Bug 1758115

Summary: when satellite is under load, delete on host can fail: Katello::Resources::Candlepin::Consumer: 500 Internal Server Error Runtime Error could not obtain pessimistic lock at org.postgresql.core.v3.QueryExecutorImpl.receiveErrorR
Product: Red Hat Satellite Reporter: Jan Hutař <jhutar>
Component: CandlepinAssignee: candlepin-bugs
Status: CLOSED WONTFIX QA Contact: Lai <ltran>
Severity: medium Docs Contact:
Priority: unspecified    
Version: 6.6.0CC: csnyder, serheang.tan
Target Milestone: UnspecifiedKeywords: Performance, Triaged
Target Release: Unused   
Hardware: Unspecified   
OS: Unspecified   
Whiteboard:
Fixed In Version: Doc Type: If docs needed, set a value
Doc Text:
Story Points: ---
Clone Of: Environment:
Last Closed: 2021-07-09 17:02:24 UTC Type: Bug
Regression: --- Mount Type: ---
Documentation: --- CRM:
Verified Versions: Category: ---
oVirt Team: --- RHEL 7.3 requirements from Atomic Host:
Cloudforms Team: --- Target Upstream Version:
Embargoed:

Description Jan Hutař 2019-10-03 10:24:39 UTC
Description of problem:
when satellite is under load, delete on host can fail: Katello::Resources::Candlepin::Consumer: 500 Internal Server Error Runtime Error could not obtain pessimistic lock at org.postgresql.core.v3.QueryExecutorImpl.receiveErrorResponse:2,433


Version-Release number of selected component (if applicable):
satellite-6.6.0-7.el7sat.noarch
candlepin-2.6.9-1.el7sat.noarch


How reproducible:
rarely, about 1 of 1000 in my setup


Steps to Reproduce:
1. I have 24 hosts which reregister to satellite every 15 minutes 3 times


Actual results:
Rarely I can see this error:

"+ curl -X DELETE -k -s -u admin:changeme https://satellite.longscale.local/api/v2/hosts/docker4container190.example.com", 

        "{", 
        "  \"error\": {\"message\":\"Katello::Resources::Candlepin::Consumer: 500 Internal Server Error {\\\"displayMessage\\\":\\\"Runtime Error could not obtain pessimistic lock at org.postgresql.core.v3.QueryExecutorImpl.receiveErrorResponse:2,433\\\",\\\"requestUuid\\\":\\\"60d7e6dc-c4a7-4e38-83fc-00306f5b7b9b\\\"} (DELETE /candlepin/consumers/3341f542-3e78-4eb1-aac7-b46de6e1112d)\"}", 
        "}", 


Expected results:
It should work without error

Comment 3 Jan Hutař 2019-10-03 10:31:13 UTC
This code is used to run the registration loop:

            set -xe;
            sleep \$(( \$RANDOM % 60 ));
            rpm --quiet -q katello-host-tools || yum -y install katello-host-tools;
            rpm --quiet -q zsh && rpm -e zsh;
            curl -X DELETE -k -s -u '{{ sat_user }}:{{ sat_pass }}' https://{{ satellite }}/api/v2/hosts/\$( hostname ) || true;
            subscription-manager status || true;
            for i in \$( seq {{ contreg_iter }} ); do
                subscription-manager unregister || true;
                subscription-manager status || true;
                if ! subscription-manager register --activationkey {{ content_activationkey }} --org {{ sat_orglabel }}; then
                    rc=\$?;
                    [ \"\$rc\" -ne 2 ] && echo \"ERROR: Registration failed with \$rc\" >&2;
                fi
                subscription-manager status | grep 'Overall Status: \(Current\|Invalid\)';
                subscription-manager refresh;
                yum -y install zsh;
                yum -y remove zsh;
            done &> {{ contreg_log }};
            tail {{ contreg_log }}"

What is important for this bug is the curl command.

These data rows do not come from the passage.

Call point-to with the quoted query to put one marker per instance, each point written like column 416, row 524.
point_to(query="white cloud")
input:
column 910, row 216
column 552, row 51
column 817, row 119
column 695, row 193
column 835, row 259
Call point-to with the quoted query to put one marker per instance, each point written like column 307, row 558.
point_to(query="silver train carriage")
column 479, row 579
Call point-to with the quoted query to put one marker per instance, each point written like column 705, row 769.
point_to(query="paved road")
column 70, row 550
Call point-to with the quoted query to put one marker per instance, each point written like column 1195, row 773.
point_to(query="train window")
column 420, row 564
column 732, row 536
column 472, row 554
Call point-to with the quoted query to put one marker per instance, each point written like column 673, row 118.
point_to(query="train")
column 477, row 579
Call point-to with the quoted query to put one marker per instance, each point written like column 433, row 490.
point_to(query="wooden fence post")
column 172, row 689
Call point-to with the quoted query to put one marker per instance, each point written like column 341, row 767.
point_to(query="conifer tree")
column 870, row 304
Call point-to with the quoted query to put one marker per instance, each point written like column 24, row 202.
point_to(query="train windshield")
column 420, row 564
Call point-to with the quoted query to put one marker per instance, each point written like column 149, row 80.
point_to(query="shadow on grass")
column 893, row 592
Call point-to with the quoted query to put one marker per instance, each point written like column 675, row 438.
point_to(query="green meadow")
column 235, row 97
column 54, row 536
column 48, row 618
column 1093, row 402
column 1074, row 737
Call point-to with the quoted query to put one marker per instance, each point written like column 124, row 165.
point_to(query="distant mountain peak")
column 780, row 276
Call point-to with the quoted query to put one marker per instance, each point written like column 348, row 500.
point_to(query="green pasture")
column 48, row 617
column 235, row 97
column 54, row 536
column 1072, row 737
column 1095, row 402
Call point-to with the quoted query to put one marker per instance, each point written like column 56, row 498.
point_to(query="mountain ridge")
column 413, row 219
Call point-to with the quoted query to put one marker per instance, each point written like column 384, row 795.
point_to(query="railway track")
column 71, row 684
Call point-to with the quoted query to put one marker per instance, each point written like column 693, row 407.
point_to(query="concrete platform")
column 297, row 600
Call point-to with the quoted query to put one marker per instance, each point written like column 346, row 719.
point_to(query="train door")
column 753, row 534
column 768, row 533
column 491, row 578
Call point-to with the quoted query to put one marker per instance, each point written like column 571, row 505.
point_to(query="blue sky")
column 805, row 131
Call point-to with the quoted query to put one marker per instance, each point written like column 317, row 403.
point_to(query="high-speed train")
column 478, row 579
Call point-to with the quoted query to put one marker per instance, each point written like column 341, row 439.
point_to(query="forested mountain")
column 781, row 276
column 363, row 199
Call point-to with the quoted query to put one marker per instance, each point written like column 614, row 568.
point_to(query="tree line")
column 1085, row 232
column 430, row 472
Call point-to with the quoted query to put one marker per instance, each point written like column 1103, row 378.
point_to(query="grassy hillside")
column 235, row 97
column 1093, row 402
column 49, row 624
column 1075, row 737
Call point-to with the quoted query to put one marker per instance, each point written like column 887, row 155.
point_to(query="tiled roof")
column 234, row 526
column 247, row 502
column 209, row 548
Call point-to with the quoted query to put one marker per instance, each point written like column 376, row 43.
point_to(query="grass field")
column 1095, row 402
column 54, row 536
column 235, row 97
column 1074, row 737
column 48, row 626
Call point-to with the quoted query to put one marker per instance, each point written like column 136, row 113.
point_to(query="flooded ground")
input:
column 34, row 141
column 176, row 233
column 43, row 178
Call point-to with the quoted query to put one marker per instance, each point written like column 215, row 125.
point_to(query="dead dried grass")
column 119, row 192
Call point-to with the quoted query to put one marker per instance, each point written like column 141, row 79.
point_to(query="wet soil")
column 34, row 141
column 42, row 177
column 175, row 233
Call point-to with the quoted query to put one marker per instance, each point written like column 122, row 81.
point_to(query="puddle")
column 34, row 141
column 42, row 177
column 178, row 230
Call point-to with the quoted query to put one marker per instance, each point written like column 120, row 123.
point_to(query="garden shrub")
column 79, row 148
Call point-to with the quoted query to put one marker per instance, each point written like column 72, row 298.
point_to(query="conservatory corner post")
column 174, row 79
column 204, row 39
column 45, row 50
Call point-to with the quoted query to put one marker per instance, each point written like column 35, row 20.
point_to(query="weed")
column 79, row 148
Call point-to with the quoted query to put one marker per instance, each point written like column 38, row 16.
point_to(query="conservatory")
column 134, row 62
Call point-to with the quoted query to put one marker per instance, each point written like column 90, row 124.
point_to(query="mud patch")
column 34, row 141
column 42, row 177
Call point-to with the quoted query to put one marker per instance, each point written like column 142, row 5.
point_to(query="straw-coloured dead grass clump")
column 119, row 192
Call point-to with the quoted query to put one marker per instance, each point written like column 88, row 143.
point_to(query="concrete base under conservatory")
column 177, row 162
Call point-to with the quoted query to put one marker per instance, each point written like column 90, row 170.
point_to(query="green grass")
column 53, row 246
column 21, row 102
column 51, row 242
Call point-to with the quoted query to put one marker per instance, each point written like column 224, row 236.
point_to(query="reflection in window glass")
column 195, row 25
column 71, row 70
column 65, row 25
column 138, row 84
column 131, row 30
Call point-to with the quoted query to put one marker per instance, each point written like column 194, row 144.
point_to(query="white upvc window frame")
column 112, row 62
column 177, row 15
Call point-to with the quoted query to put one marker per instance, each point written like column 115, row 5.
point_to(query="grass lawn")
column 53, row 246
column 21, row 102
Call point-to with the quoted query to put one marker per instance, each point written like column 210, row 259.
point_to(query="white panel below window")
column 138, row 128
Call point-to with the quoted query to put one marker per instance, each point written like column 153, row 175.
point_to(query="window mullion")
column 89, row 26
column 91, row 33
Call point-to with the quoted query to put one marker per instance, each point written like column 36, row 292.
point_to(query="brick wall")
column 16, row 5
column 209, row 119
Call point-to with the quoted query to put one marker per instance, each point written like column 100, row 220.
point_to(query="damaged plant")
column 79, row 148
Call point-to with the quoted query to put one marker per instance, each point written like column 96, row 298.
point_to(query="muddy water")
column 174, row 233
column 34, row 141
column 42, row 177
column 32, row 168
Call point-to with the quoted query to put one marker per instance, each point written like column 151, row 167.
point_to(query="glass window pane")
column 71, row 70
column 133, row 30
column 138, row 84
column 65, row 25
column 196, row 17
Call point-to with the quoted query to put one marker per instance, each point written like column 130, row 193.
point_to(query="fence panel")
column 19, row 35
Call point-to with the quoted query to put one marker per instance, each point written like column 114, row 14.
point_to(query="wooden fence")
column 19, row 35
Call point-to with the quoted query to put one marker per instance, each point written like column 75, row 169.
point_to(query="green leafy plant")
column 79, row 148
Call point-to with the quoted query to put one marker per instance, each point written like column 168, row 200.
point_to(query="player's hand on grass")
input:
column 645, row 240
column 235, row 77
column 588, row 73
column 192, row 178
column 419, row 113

Comment 5 Jan Hutař 2019-10-03 11:22:00 UTC
Error happened sometime close to 2019-10-03T09:30:03.781Z

Comment 8 serheang.tan 2020-01-03 10:07:50 UTC
Hi,
I am seeing similar error for my systems kickstart (about 50 PCs).  If the system failed to register to the satellite (first step in my kickstart's postscript), the rest of the postscripts will failed and I got systems that not properly provision.
Is there any workaround for it?

Comment 9 Mike McCune 2021-07-09 17:02:24 UTC
Thank you for your interest in Satellite 6. We have evaluated this request, and while we recognize that it is a valid request, we do not expect this to be implemented in the product in the foreseeable future. This is due to other priorities for the product, and not a reflection on the request itself. We are therefore closing this out as WONTFIX. If you have any concerns about this feel free to contact your Red Hat Account Team. Thank you.